Medical Coordination: Comprehensive care from providers who understand both pregnancy and dysautonomia.
Flexibility: Plans may need to change based on symptom severity.
Financial Considerations: Medical costs, potential inability to work, need for hired help.
Mental Preparation: Pregnancy may be significantly more challenging than for healthy women.
Some women with very severe dysautonomia may be advised against pregnancy due to risks, but most can safely conceive and deliver with appropriate care.
Questions to Discuss with Your Specialist
Before conception, discuss:
- How severe are my symptoms currently? Am I stable enough for pregnancy?
- Which of my medications must be discontinued? What are safe alternatives?
- What additional monitoring will I need during pregnancy?
- Should I see a maternal-fetal medicine specialist?
- What is my realistic prognosis during pregnancy?
- What postpartum recovery timeline should I expect?
- Are there specific risk factors in my case increasing complications?
Getting clear answers before conception helps with informed decision-making.
The Bottom Line
How does pregnancy affect dysautonomia? For most women, significantly. The profound cardiovascular and hormonal changes of pregnancy amplify autonomic dysfunction, often dramatically worsening symptoms—particularly in the third trimester.

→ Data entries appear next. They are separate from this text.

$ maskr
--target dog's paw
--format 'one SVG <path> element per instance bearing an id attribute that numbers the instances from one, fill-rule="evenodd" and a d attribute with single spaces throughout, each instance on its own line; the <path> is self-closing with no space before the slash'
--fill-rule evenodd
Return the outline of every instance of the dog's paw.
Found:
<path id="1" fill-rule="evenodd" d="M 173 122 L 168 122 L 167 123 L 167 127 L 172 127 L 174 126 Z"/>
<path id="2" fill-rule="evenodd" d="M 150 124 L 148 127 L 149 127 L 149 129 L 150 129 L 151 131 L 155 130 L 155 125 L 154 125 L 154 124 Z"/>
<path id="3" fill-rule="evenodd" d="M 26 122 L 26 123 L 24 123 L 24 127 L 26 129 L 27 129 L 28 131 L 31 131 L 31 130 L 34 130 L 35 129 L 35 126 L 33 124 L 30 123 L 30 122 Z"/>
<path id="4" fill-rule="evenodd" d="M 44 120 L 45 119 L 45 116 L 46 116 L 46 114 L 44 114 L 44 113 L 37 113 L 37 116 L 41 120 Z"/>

However, pregnancy is possible and often successful with appropriate planning, monitoring, and support. Many women with dysautonomia deliver healthy babies, though the journey is typically more challenging than for healthy women.
If you’re considering pregnancy with dysautonomia, work closely with a dysautonomia specialist in Maryland who can help optimize your symptoms before conception and manage them throughout pregnancy. Coordinate care with an OB-GYN or maternal-fetal medicine specialist familiar with dysautonomia.
Pregnancy with dysautonomia is challenging, but with proper support and realistic expectations, many women successfully navigate it and welcome healthy babies into their families.